Adding in an extra check that ensures that bit size will match for the result
and input (as required)

Event Timeline

dstuttard created this revision.Jul 11 2017, 3:26 AM
dstuttard added a subscriber: llvm-commits.
dstuttard added a subscriber: RKSimon.

Not sure who is an appropriate reviewer for this, adding @RKSimon as he seems to have made several changes in the same area.

RKSimon edited edge metadata.

Any chance that you can bugpoint reduce the test case?

It's already bugpoint reduced - I tried trimming it further by hand but it hid the issue (unsurprisingly).

OK, I'm happy with the fix if the amdgpu guys are with the test case.

arsenm edited edge metadata.Aug 1 2017, 11:53 AM

Can you reduce the test any further?

Can you reduce the test any further?

It took quite a while to get it to this point :)
Attempts to reduce it further just stopped the problem occurring. If it is a big problem I can take another look.

I don't have time to finish this off, but this further reduced version of the test case appears to still show the same issue - please can you confirm (and possibly see if you further reduce it)?

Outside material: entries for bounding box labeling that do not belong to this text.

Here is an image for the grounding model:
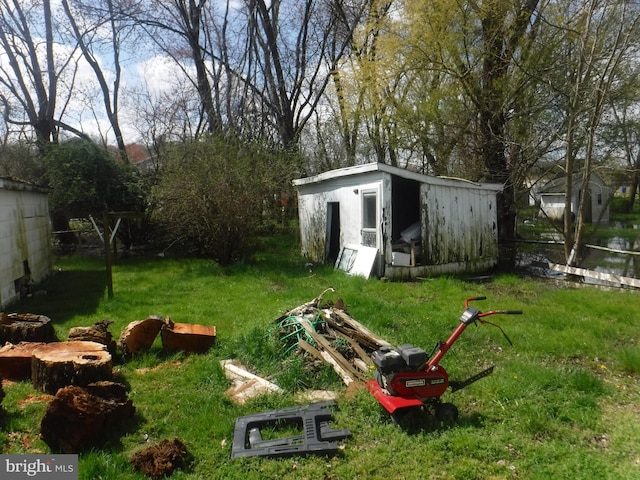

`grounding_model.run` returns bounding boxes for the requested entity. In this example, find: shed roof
[293,163,503,192]
[0,177,51,193]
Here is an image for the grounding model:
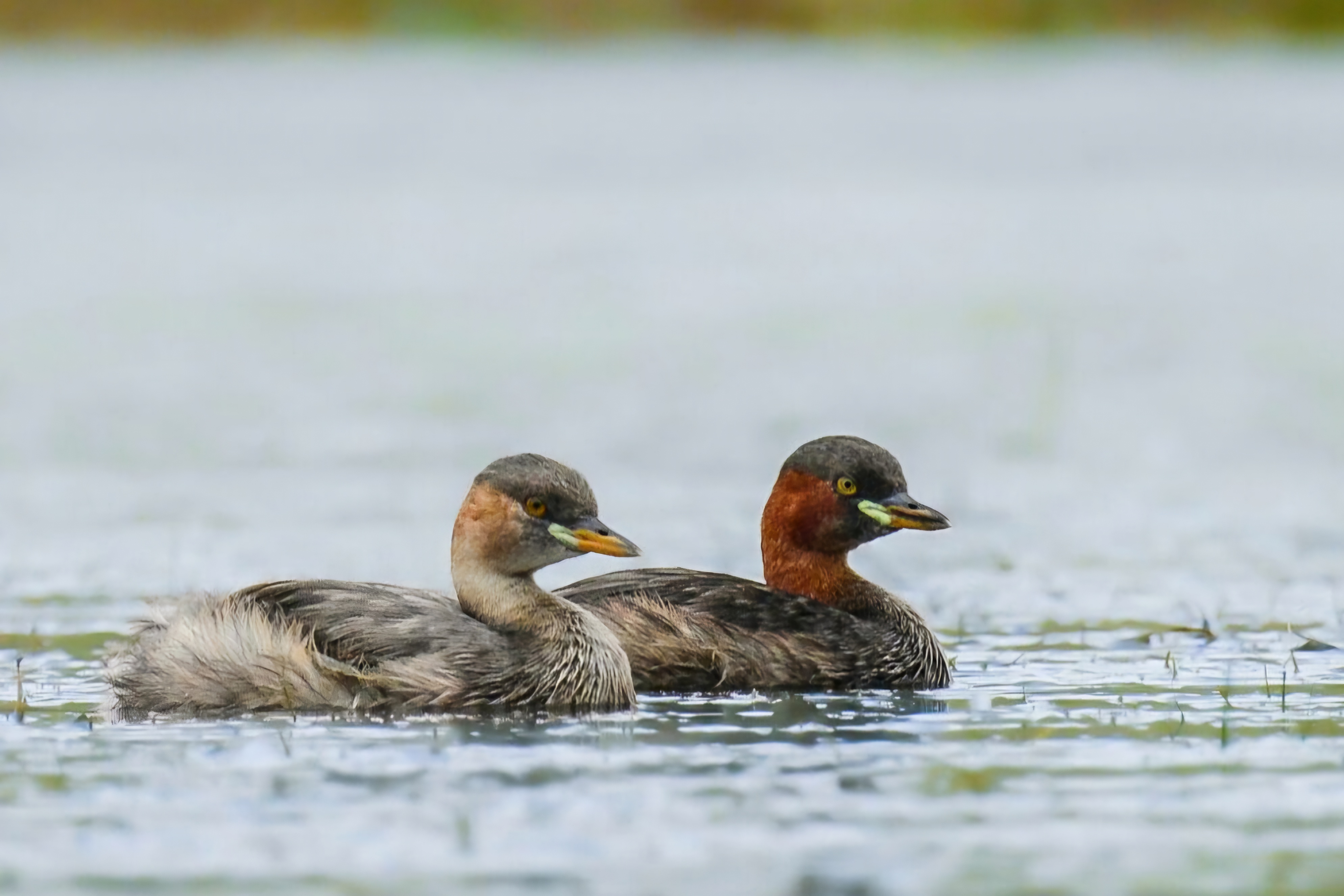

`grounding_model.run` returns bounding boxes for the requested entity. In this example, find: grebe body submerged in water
[107,454,639,719]
[556,435,952,691]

define amdgpu_ps void @main() local_unnamed_addr {
.entry:
  br i1 undef, label %bb12, label %bb

bb:
  %tmp = tail call float @llvm.fma.f32(float undef, float 2.000000e+00, float -1.000000e+00)
  %tmp2 = bitcast float %tmp to i32
  %__llpc_global_proxy_r5.12.vec.insert = insertelement <4 x i32> undef, i32 %tmp2, i32 3
  %tmp3 = shufflevector <4 x i32> %__llpc_global_proxy_r5.12.vec.insert, <4 x i32> undef, <3 x i32> <i32 undef, i32 undef, i32 1>
  %tmp4 = bitcast <3 x i32> %tmp3 to <3 x float>
  %a2.i123 = extractelement <3 x float> %tmp4, i32 2
  %v2.i101 = fmul float %a2.i123, %a2.i123
  %tmp5 = bitcast float %v2.i101 to i32
  %__llpc_global_proxy_r2.0.vec.insert196 = insertelement <4 x i32> undef, i32 %tmp5, i32 0
  br label %bb12

bb12:
  %__llpc_global_proxy_r2.0 = phi <4 x i32> [ %__llpc_global_proxy_r2.0.vec.insert196, %bb ], [ undef, %.entry ]
  %tmp6 = shufflevector <4 x i32> %__llpc_global_proxy_r2.0, <4 x i32> undef, <3 x i32> <i32 1, i32 2, i32 3>
  %tmp7 = bitcast <3 x i32> %tmp6 to <3 x float>
  %a0.i = extractelement <3 x float> %tmp7, i32 0
  ret void
}

declare float @llvm.fma.f32(float, float, float)

@dstuttard Are you still looking at this?

@dstuttard Are you still looking at this?

Yes - haven't had time recently - I'll be looking again this week.

dstuttard updated this revision to Diff 116955.Sep 28 2017, 3:01 AM

Cutting down the test size and rebasing

Test now reduced further - thanks @RKSimon - confirmed that it still exhibits the problem and that the fix still fixes it.
I managed to remove a couple more lines from the cut-down version you provided.

@arsenm are you happy with the size of the test now?

RKSimon accepted this revision.Sep 30 2017, 3:05 AM

LGTM

This revision is now accepted and ready to land.Sep 30 2017, 3:05 AM

@dstuttard Are you ready to commit this?

@dstuttard Are you ready to commit this?

Yes - @arsenm are you happy with the size of the test now? I'll commit this tomorrow my time unless you object.

This revision was automatically updated to reflect the committed changes.